Coaches United Against Violence, the group of Public League coaches dedicated to helping curtail Chicago’s epidemic violence problems, met last week and discussed ways to get former star basketball players back to Chicago to try and help. On Monday one of the biggest stars, Milwaukee Bucks forward Jabari Parker, stepped up like he’d been at the meeting.
Parker, who played at Simeon and Duke, published a nearly 3,000-word article on the Players’ Tribune that detailed his desire to come back and make an impact in Chicago. Read it here: http://www.theplayerstribune.com/jabari-parker-chicago-gun-violence/
“It’s hard to be optimistic and hopeful that things will change in Chicago,” Parker wrote. “But I am. I have to be. Because if I don’t have that attitude, then the kids there won’t believe that things can get better. But things are going to get better. It is going to change if we step up and help our city. And I’m here to help.”
Von Steuben coach Vince Carter, a member of CUAV, was impressed with Parker’s article.
“The problem in Chicago is so complex that every little bit helps,” Carter said. “Jabari saying something, the Police Commander saying something, Rahm Emanuel, whoever it is. No matter what you think of these people it makes a difference. Jabari hit the nail on the head.”
Morgan Park guard Ayo Dosunmu, one of the top basketball players in the city, said he found Parker’s words inspiring.
“It was really honest,” Dosunmu said. “I identified with a lot of what he said about what it’s like to live in Chicago. I thought it was very true to life. It’s cool for him to tell other people what it’s like. I want to make it out too, hopefully play in the NBA and then come back and help this city. I was born and raised here so I would definitely want to come back and impact things.”
Parker’s high school coach, Robert Smith, thinks the violent death of former Farragut star DJ Tolliver earlier this summer has impacted Parker.
“I’ve been talking to [Parker] lately and I think when DJ Tolliver got killed that shook him a bit. He thought DJ was a really good player. DJ grew up in [the Sonny Parker Foundation, run by Jabari’s father] so he spent a lot of time with him.”
It’s been an especially violent summer for former high school basketball players. Tolliver, Jonathan Mills and Cory Hughes were all shot and killed locally.

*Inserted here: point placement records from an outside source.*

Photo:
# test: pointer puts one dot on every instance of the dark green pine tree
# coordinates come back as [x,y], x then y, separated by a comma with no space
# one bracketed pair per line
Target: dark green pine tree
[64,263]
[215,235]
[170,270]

Parker’s former teammate, Saieed Ivey, was shot and killed in Los Angeles.
“It’s made me want to work harder to get out,” Dosunmu said. “Chicago is a big city, but everybody that plays basketball knows one another. Jon Mills dying, that was something that hit a lot of people hard. A lot of us looked up to him.”
Getting out of the city has been a common theme lately. Simeon had two quality players move away this summer, including Devonire Glass. Smith said Glass’ mother wanted him out of Englewood.
“Jabari’s a really good kid and I think a lot of stuff is starting to weigh on him, that the city is starting to get a bad reputation,” Smith said. “It used to be known for basketball, just a couple years ago. And now when you see people from other states all they ask about is the violence.”